Saturday, September 20, 2025

My Month of Bowie, day 20: 'Outside' (1995)

David Bowie's Outside is a record that'll really get under your skin.

The album: Outside (Virgin Records, 1995)

Fire walked with him.
My thoughts: Normally, when I review these David Bowie albums, my strategy is to do no research whatsoever. I just press play and hit the road. I generally listen to these albums while I go for a nice, long walk in the park. I've gotten a lot of steps in because of David this month.

But today, as I listened to his twentieth studio album, Outside, I realized something was definitely amiss. First of all, the album didn't end after 45 minutes or so, like David's albums usually do. None of the individual songs were really sticking in my head but just sort of blurring together. Also, there were more spoken interludes than ever, seemingly all of them done in funny voices. And when I glanced down at the track list, I noticed there were at least five tracks designated "Segue." All these horrible realities began to dawn on me. Oh, jesus, is this another concept album? With characters and a story and all that crap?

So I looked into it and, yeah, this is another one of those. David the theater kid strikes again. Outside has a subtitle, The Nathan Adler Diaries, and a sub-subtitle, A Hypercycle. Oh, good Christ! I just want some goddamned tunes; I don't want to go looking for clues. And if that's not bad enough, this thing goes on for 75 minutes! But this is the album that reunited David Bowie with Brian Eno, so there must be something valuable about it, right? Right?!

David went through many phases in his career, but this was one I forgot about: his Twin Peaks phase. I guess he was really into that show. He was even in the movie Twin Peaks: Fire Walk With Me (1992). It's now time for a confession. Although I consider myself a David Lynch fan and have seen pretty much all of his feature films, I've never gotten through even a single episode of Twin Peaks. I keep meaning to, but there's just too much of it. I don't have room in my life. I feel weirdly guilty about that.

Outside is not actually part of the Twin Peaks universe, but the album centers around a very Dale Cooper-sounding detective named Nathan Adler investigating the murder of a teenage girl named Baby Grace in a strange, fictional place called Oxford Town. Those spoken interludes I mentioned are monologues by eccentric townsfolk. Does all of this sound familiar? The album's cover, a smeary self-portrait of David Bowie, even looks like the iconic image of Laura Palmer's corpse. 

Wrapped in plastic: a side-by-side comparison of Twin Peaks and Outside.

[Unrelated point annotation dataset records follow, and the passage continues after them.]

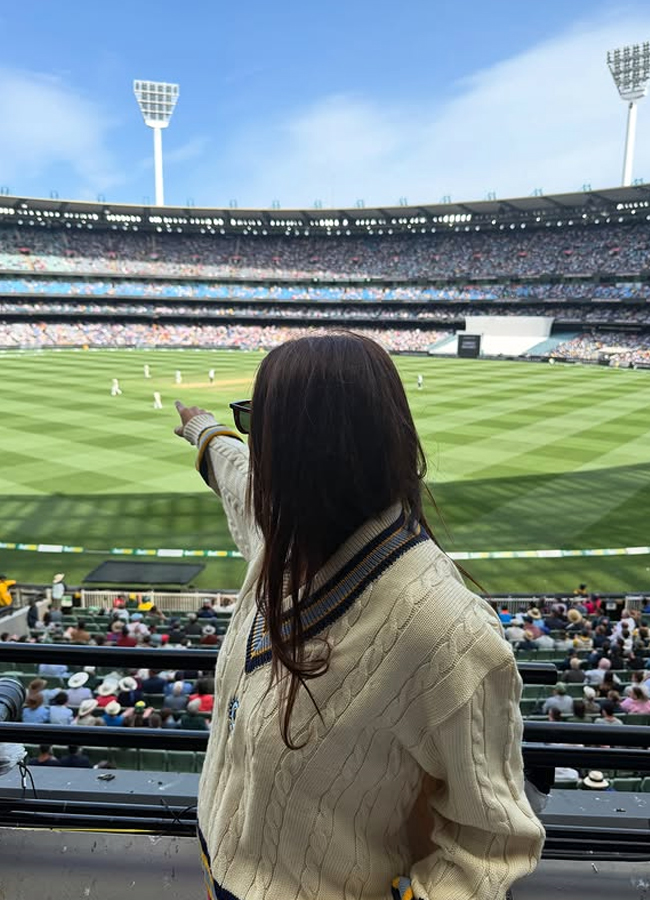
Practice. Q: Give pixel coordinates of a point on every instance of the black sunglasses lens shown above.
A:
(243, 420)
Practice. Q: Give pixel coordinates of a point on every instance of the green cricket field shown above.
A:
(522, 457)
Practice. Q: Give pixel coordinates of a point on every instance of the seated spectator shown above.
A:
(191, 718)
(78, 689)
(193, 626)
(563, 642)
(531, 628)
(85, 716)
(35, 712)
(591, 706)
(125, 639)
(55, 616)
(112, 715)
(638, 703)
(607, 710)
(559, 700)
(575, 675)
(595, 781)
(600, 636)
(154, 683)
(75, 759)
(136, 626)
(210, 637)
(635, 663)
(129, 693)
(77, 634)
(555, 621)
(176, 634)
(544, 642)
(32, 613)
(52, 670)
(206, 611)
(579, 712)
(106, 693)
(167, 719)
(583, 640)
(607, 684)
(178, 699)
(637, 681)
(184, 679)
(138, 716)
(615, 698)
(593, 604)
(45, 757)
(575, 621)
(60, 712)
(595, 676)
(38, 686)
(204, 693)
(515, 633)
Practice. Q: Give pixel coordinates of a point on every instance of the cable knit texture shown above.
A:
(410, 782)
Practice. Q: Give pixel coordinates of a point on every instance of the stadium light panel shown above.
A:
(630, 69)
(157, 101)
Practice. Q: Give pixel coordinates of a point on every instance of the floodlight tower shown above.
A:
(157, 100)
(630, 68)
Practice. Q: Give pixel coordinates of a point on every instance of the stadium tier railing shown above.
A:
(601, 825)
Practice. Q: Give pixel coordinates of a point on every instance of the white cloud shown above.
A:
(548, 117)
(47, 129)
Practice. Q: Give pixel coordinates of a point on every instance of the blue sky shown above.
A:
(333, 101)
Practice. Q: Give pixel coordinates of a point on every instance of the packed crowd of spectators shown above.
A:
(240, 337)
(624, 349)
(568, 250)
(133, 288)
(603, 662)
(600, 312)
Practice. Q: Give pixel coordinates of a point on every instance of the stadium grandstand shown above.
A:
(77, 275)
(92, 274)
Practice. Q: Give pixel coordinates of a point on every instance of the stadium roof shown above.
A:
(622, 204)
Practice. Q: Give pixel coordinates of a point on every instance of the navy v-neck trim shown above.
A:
(329, 602)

Musically, Outside reminds me a lot of Nine Inch Nails' noise-rock epic The Downward Spiral (1994), except with weaker songs. And there are certain tracks (like the single "Hallo Spaceboy") that sound like they'd be on Tyler Durden's workout playlist. Which is remarkable because The Dust Brothers' landmark Fight Club soundtrack didn't come out until 1999. I guess what I'm driving at is that this album is very much of its time. You should listen to it on a Discman while drinking Surge outside a Blockbuster.

There's something paradoxical about David Bowie's career that I'm just realizing now, twenty albums into this project. He was so prone to experimentation, provocation, and self-indulgent oddness throughout his entire career that weirdness was his normalcy. What would be an anomaly in another artist's career—imagine if Bruce Springsteen had made this LP—is just another average Tuesday for David Bowie. After a while, the extraordinary becomes workaday. Do you suppose the Addams Family ever got bored of being the Addams Family?

You know what would have been a real experiment for David Bowie at this point in his career? An album of romantic ballads. Or a country album. That would have been daring.